My question is: how can I ensure that the tasks responsible for sending text deltas over the WebSocket are executed correctly and do not remain in the PENDING state? Is there some weird interaction to the OpenAI Assistant’s API via the event handler that I don’t know about?

I’ve been at this for longer than I’d care to admit at this point :smile: . Any insights or suggestions on what might be causing these tasks to remain pending and how to resolve it would be greatly appreciated!

do you have some kind of flush() function in the stack your are using? like if you need to send some text chunks to the client, you call the flush function.

I don’t think there’s a need to .flush() anything.
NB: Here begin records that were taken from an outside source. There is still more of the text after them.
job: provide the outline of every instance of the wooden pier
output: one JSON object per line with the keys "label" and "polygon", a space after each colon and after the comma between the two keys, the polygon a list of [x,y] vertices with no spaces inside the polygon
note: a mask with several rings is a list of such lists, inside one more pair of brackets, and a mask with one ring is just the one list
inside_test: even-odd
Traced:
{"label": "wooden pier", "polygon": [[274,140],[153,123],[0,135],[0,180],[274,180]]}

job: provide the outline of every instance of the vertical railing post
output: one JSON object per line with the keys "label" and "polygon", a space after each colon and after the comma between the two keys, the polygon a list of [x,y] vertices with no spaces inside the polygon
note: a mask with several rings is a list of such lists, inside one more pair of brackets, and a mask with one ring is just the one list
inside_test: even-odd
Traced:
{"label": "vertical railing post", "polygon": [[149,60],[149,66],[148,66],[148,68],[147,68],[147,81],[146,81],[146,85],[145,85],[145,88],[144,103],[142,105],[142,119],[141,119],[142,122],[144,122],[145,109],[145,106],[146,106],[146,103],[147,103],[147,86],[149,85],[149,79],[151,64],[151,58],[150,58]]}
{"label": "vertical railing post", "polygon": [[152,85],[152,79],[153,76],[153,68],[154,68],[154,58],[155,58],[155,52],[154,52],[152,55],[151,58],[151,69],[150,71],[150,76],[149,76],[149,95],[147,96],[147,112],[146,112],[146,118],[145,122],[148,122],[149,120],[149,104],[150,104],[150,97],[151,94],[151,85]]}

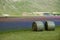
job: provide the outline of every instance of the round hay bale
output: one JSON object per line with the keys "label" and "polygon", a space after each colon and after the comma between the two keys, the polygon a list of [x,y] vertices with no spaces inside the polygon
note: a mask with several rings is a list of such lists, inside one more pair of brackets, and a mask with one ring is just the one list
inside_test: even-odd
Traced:
{"label": "round hay bale", "polygon": [[33,31],[43,31],[44,30],[44,23],[42,21],[35,21],[32,23],[32,30]]}
{"label": "round hay bale", "polygon": [[53,21],[46,21],[45,30],[55,30],[55,23]]}

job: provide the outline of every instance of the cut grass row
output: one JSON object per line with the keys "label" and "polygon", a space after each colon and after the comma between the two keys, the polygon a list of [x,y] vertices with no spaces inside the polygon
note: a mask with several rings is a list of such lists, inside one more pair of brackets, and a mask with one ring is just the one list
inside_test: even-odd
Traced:
{"label": "cut grass row", "polygon": [[18,30],[0,34],[0,40],[60,40],[60,27],[55,31]]}

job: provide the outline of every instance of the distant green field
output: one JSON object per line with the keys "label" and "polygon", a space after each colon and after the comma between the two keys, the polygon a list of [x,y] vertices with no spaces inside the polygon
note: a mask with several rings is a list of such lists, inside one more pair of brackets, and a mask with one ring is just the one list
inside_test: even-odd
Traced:
{"label": "distant green field", "polygon": [[0,33],[0,40],[60,40],[60,27],[56,27],[55,31],[21,30]]}
{"label": "distant green field", "polygon": [[60,12],[59,0],[0,0],[0,15],[21,15],[22,12]]}

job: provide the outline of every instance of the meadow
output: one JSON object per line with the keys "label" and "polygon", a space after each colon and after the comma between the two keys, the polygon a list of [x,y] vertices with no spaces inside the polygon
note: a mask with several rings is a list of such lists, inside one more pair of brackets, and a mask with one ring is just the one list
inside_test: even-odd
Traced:
{"label": "meadow", "polygon": [[60,27],[55,31],[17,30],[0,33],[0,40],[60,40]]}

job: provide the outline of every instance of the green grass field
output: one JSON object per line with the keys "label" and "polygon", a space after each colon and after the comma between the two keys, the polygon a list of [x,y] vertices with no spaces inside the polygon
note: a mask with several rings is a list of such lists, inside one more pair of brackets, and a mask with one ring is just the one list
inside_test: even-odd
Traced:
{"label": "green grass field", "polygon": [[0,40],[60,40],[60,27],[55,31],[34,32],[21,30],[14,32],[0,33]]}

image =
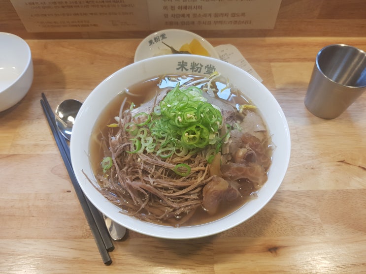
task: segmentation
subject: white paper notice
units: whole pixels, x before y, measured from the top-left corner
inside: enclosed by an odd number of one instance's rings
[[[281,0],[148,1],[155,30],[259,30],[274,27]]]
[[[30,32],[270,29],[281,0],[10,0]]]
[[[235,46],[230,44],[220,45],[215,47],[215,49],[223,61],[240,67],[261,82],[263,81]]]
[[[11,0],[30,32],[139,30],[149,25],[146,0]]]

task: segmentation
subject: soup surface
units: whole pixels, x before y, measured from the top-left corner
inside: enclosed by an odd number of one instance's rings
[[[190,226],[255,198],[272,144],[257,107],[219,74],[156,77],[123,91],[91,139],[99,190],[121,213]]]

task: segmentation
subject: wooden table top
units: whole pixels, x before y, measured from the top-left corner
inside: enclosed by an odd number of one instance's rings
[[[27,40],[34,76],[0,113],[2,273],[366,273],[366,93],[337,118],[303,99],[318,51],[366,38],[207,39],[236,46],[282,107],[292,154],[278,191],[256,215],[219,234],[185,241],[129,231],[102,262],[39,100],[85,100],[133,62],[141,39]]]

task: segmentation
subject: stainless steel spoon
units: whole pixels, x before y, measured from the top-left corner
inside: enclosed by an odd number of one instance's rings
[[[61,134],[69,141],[71,139],[75,119],[82,104],[77,100],[69,99],[61,102],[56,108],[56,124]],[[122,240],[126,234],[126,228],[104,215],[103,217],[111,238],[114,241]]]

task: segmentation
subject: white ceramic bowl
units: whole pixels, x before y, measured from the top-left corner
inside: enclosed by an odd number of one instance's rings
[[[86,178],[95,179],[88,157],[89,139],[95,121],[104,107],[118,93],[137,82],[154,76],[177,73],[178,62],[184,61],[213,66],[228,77],[230,82],[252,100],[267,123],[276,146],[268,181],[258,192],[258,198],[220,219],[200,225],[173,227],[149,223],[128,216],[105,198]],[[204,71],[201,71],[203,73]],[[287,122],[279,105],[260,82],[244,70],[226,62],[199,56],[166,55],[133,63],[115,72],[97,87],[83,104],[76,119],[71,140],[71,156],[77,180],[86,196],[102,213],[120,224],[151,236],[182,239],[202,237],[232,228],[248,219],[270,200],[281,183],[290,154],[290,138]]]
[[[33,63],[28,44],[16,35],[0,32],[0,111],[20,101],[33,81]]]
[[[134,55],[134,61],[147,58],[171,54],[170,50],[162,42],[173,47],[176,50],[186,43],[196,38],[207,51],[210,57],[220,59],[215,48],[206,40],[200,35],[183,30],[164,30],[151,33],[140,43]]]

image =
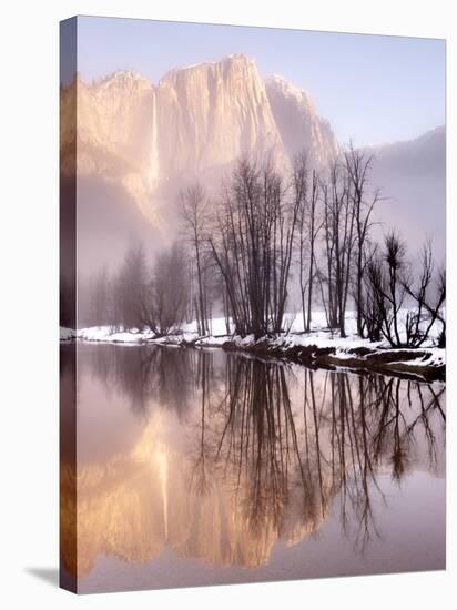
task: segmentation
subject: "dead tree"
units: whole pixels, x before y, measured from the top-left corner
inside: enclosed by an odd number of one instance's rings
[[[382,321],[380,333],[393,347],[404,346],[400,337],[399,312],[406,289],[406,246],[392,231],[384,238],[384,251],[367,266],[370,298]]]
[[[327,324],[331,328],[338,328],[341,336],[345,337],[355,216],[351,183],[338,162],[332,165],[328,181],[322,183],[322,192],[325,264],[322,275],[327,287],[324,297]]]
[[[183,250],[174,244],[160,254],[153,266],[152,279],[141,302],[143,325],[155,336],[177,331],[185,319],[189,284]]]
[[[299,194],[271,162],[241,160],[225,185],[209,244],[235,332],[280,333],[288,296]]]
[[[445,347],[446,321],[441,309],[446,301],[446,275],[444,270],[439,270],[435,282],[435,294],[431,295],[434,261],[430,241],[423,246],[420,270],[416,282],[410,277],[404,279],[404,288],[415,304],[415,308],[408,312],[406,317],[406,343],[414,347],[420,347],[428,339],[433,326],[438,321],[441,324],[438,344]]]
[[[372,195],[367,193],[369,171],[373,163],[373,155],[355,150],[351,144],[344,154],[345,171],[351,186],[351,199],[354,213],[355,243],[354,243],[354,301],[357,313],[357,334],[364,336],[364,274],[366,270],[366,248],[369,238],[369,230],[373,225],[372,214],[379,201],[379,191]],[[369,199],[368,199],[369,197]]]
[[[184,231],[191,243],[195,257],[195,274],[197,284],[197,295],[195,298],[195,311],[197,332],[200,335],[207,333],[207,295],[205,294],[204,270],[203,270],[203,248],[205,243],[205,232],[209,220],[209,204],[204,187],[200,183],[189,186],[181,192],[181,217],[184,223]]]

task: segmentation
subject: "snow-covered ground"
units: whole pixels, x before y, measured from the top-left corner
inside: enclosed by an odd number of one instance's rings
[[[406,312],[402,313],[406,316]],[[166,337],[155,338],[151,331],[113,331],[110,326],[92,326],[79,329],[77,333],[68,328],[61,328],[61,339],[78,338],[83,342],[119,343],[123,345],[139,345],[144,343],[165,344],[171,346],[194,345],[196,347],[220,347],[224,344],[232,349],[253,352],[256,354],[274,355],[275,357],[295,358],[303,364],[311,363],[316,366],[335,365],[349,368],[374,368],[397,370],[403,373],[429,374],[430,369],[440,369],[436,375],[444,378],[446,350],[436,347],[437,338],[441,331],[436,323],[430,336],[419,349],[392,350],[386,340],[370,343],[356,334],[356,319],[354,313],[346,316],[346,334],[342,338],[338,332],[332,332],[326,327],[325,312],[314,312],[311,333],[303,332],[302,315],[286,314],[285,328],[288,332],[276,337],[255,339],[254,335],[246,337],[226,334],[225,319],[214,318],[211,324],[211,333],[199,336],[196,323],[184,325],[182,328]],[[402,325],[403,326],[403,325]],[[233,331],[233,329],[232,329]],[[402,354],[400,354],[402,353]],[[410,353],[410,356],[409,356]],[[374,356],[383,354],[382,360]],[[398,354],[398,358],[396,357]],[[409,359],[410,358],[410,359]]]
[[[403,316],[406,316],[406,312],[403,313]],[[400,316],[400,326],[402,316]],[[303,317],[302,314],[286,314],[284,319],[284,327],[288,328],[287,332],[283,333],[277,339],[272,339],[274,342],[281,342],[281,344],[287,343],[290,346],[299,345],[308,346],[315,345],[317,347],[338,347],[343,352],[348,349],[354,349],[356,347],[389,347],[386,340],[379,343],[370,343],[368,339],[362,339],[356,334],[356,318],[353,312],[348,312],[346,315],[346,337],[342,338],[338,332],[332,332],[326,327],[325,312],[316,311],[313,312],[313,322],[311,325],[311,333],[303,332]],[[71,336],[71,333],[74,333],[70,329],[63,329],[64,333]],[[233,328],[232,328],[233,331]],[[422,347],[434,347],[437,343],[437,337],[440,332],[440,324],[436,323],[431,328],[430,336]],[[82,328],[78,331],[77,336],[82,340],[93,340],[93,342],[109,342],[109,343],[126,343],[126,344],[138,344],[144,342],[154,342],[154,343],[182,343],[195,342],[197,345],[211,344],[211,345],[222,345],[228,338],[236,340],[240,344],[240,347],[247,345],[254,340],[253,336],[247,336],[244,338],[234,337],[233,335],[227,336],[225,319],[223,317],[213,318],[211,323],[211,333],[205,337],[199,338],[196,332],[196,323],[192,322],[185,324],[182,328],[176,329],[175,334],[169,335],[166,337],[154,338],[154,335],[151,331],[122,331],[118,332],[112,329],[110,326],[91,326],[89,328]],[[65,338],[62,337],[61,338]]]

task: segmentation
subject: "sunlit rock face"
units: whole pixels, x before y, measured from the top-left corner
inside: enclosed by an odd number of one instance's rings
[[[328,166],[338,154],[338,143],[329,123],[318,116],[309,94],[282,77],[271,77],[265,84],[287,155],[292,159],[306,150],[312,166]]]
[[[169,72],[158,108],[164,177],[226,165],[244,153],[284,160],[265,83],[244,55]]]
[[[79,176],[119,183],[153,224],[170,185],[201,179],[216,186],[241,155],[285,170],[304,149],[313,166],[337,151],[309,96],[283,79],[265,81],[241,54],[172,70],[156,85],[135,72],[92,84],[77,78],[61,91],[63,126],[72,123],[75,93]],[[62,149],[71,136],[62,129]]]

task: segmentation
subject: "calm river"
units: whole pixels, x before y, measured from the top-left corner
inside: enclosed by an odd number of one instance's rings
[[[80,592],[445,568],[443,384],[154,346],[78,367]]]

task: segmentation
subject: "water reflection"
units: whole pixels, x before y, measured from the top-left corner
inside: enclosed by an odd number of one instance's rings
[[[256,568],[332,510],[364,552],[388,506],[379,475],[399,488],[416,470],[444,476],[440,385],[220,350],[82,345],[78,358],[75,565],[62,540],[78,577],[100,556],[165,548]]]

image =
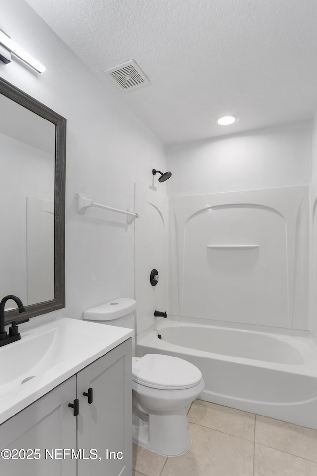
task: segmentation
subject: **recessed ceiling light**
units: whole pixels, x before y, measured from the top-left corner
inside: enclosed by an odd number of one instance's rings
[[[217,122],[219,125],[229,125],[236,120],[237,118],[234,116],[223,116],[222,118],[217,119]]]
Typically in a WebSocket implementation, you would ensure the event loop is running correctly and that you’re awaiting the WebSocket send operations directly to ensure they execute.

For instance, using await websocket.send_json(data) directly within my async functions should suffice.

Perhaps a better question here is, is there a better way for me to get the tokens to the front end other than websockets? My main constraint is that I don’t want to poll the thread directly in the client.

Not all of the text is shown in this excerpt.